Desde el primer momento el pobre Canivell, despreciado por todos por ser un mero fabricante y sospechoso de “separatista” por su procedencia periférica, se las tendrá que ver para lograr que sea atendida su petición de “ayuda pública” para el negocio de porteros electrónicos ante el ministro franquista, quien le persuadirá de que se haga pasar por productor de cine para que arranque a la actriz del destape de las garras del obseso hijo del marqués o que medie en una misa en la capilla ante la eventualidad de que el tecnócrata del Opus Dei le arrebate el ministerio (como así será), aparte de buscar contactos con un poco fiable ex presidente latinoamericano.

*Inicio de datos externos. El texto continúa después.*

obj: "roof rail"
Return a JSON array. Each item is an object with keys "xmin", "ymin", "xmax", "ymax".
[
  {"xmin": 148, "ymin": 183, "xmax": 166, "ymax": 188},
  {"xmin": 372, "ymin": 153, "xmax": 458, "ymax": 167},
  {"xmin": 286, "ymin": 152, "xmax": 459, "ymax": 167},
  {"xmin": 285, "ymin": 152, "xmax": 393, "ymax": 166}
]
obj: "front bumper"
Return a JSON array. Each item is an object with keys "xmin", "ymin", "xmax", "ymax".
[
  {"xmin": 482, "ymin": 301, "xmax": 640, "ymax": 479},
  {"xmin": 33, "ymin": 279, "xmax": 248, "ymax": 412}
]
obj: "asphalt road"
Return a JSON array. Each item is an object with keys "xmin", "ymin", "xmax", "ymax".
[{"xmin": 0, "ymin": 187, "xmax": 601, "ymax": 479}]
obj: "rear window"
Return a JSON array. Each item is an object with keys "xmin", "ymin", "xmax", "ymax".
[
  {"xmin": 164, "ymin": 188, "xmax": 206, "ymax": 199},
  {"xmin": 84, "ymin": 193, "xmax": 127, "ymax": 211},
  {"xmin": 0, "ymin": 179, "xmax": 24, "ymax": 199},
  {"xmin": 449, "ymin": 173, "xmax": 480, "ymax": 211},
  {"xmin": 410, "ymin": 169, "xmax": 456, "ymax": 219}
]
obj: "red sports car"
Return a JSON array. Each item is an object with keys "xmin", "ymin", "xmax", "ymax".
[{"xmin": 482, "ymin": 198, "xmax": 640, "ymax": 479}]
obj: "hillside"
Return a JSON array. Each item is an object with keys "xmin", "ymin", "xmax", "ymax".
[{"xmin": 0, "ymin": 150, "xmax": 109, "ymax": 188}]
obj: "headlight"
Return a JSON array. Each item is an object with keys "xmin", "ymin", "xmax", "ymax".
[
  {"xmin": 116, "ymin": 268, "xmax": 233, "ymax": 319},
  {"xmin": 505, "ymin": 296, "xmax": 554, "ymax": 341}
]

El absurdo de las situaciones, a cada cual más cáustica desde el inicio del filme, la mordaz (y atinaza) mirada de Berlanga y Azcona sobre la situación política del período, y la inmensidad interpretativa de un Saza en su salsa y del resto de actores deparan hoy en día, como entonces, una divertidísima velada cinematográfica. Y (de)muestra que Berlanga sigue siendo tan necesario para radiografiar la alta s(u)ciedad como si no nos hubiera dejado en 2010. Está de más decir que es obligatorio la visita a un cine en estos días para disfrutar de este summum de la parodia nacional.